问题
I have a reasonable number of nodes (roughly 60,000)
(:Document {title:"A title"})
Given a title, I want to find the matching node, if it exists. The problem is that the title I'm given is not consistent. That is, sometimes the beginning of a new word is Capital, sometimes it is all lower case. Sometimes Key-Words are combined with Kebab case, sometimes they are written normally as key words.
To compensate for that I use apoc and the Levenshtein distance between the given title and every node and only accept a node as a match if it is below some threshold:
MATCH (a:Document)
WHERE apoc.text.distance(a.title, "A title") < 10
RETURN a
This does not scale well. Currently a single lookup takes about 700 ms which is too slow, given that this will likely grow to somewhere around 150,000 nodes.
I was thinking of storing / caching the occurrence of alternative titles in an alias:[...]
property of the node and build an index over all aliases, but I don't know if this is possible in Neo4j.
What is the fastest way to "fuzzy find" a title given a large database of nodes?
回答1:
In Neo4j 3.5 (currently on beta03), there are FTS (Full-Text Search) capabilities.

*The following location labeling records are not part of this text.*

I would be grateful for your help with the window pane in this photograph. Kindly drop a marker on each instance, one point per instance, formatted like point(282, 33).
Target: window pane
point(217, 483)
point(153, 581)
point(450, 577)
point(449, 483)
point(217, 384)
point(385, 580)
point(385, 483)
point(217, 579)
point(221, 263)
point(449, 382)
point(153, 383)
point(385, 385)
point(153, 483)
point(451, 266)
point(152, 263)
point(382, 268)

EDIT : I have written a detailed blog post about FTS in Neo4j : https://graphaware.com/neo4j/2019/01/11/neo4j-full-text-search-deep-dive.html
You can query then your documents using the Lucene Classic Query Parser Syntax.
Create the index :
CALL db.index.fulltext.createNodeIndex('documents', ['Document'], ['title','text'])
Import some documents :
LOAD CSV WITH HEADERS FROM "file:///docs.csv" AS row
CREATE (n:Document) SET n = row
Query documents with title containing "heavy toll"
CALL db.index.fulltext.queryNodes('documents', 'title: "heavy toll"')
YIELD node, score
RETURN node.title, score
╒══════════════════════════════════════════════════════════════════════╤══════════════════╕
│"node.title" │"score" │
╞══════════════════════════════════════════════════════════════════════╪══════════════════╡
│"Among Deaths in 2016, a Heavy Toll in Pop Music - The New York Times"│3.7325966358184814│
└──────────────────────────────────────────────────────────────────────┴──────────────────┘
Query for same title with a typo :
CALL db.index.fulltext.queryNodes('documents', 'title: \\"heavy~ tall~\\"')
YIELD node, score
RETURN node.title, score
Notice the escaping of the quotes => \" , the string passed to the underlying parser should contain the quotes in order to perform a phrase query instead of a boolean query.
Also the tidle
next to the terms indicate to perform a fuzzy search using the Damarau-Levenshtein algo.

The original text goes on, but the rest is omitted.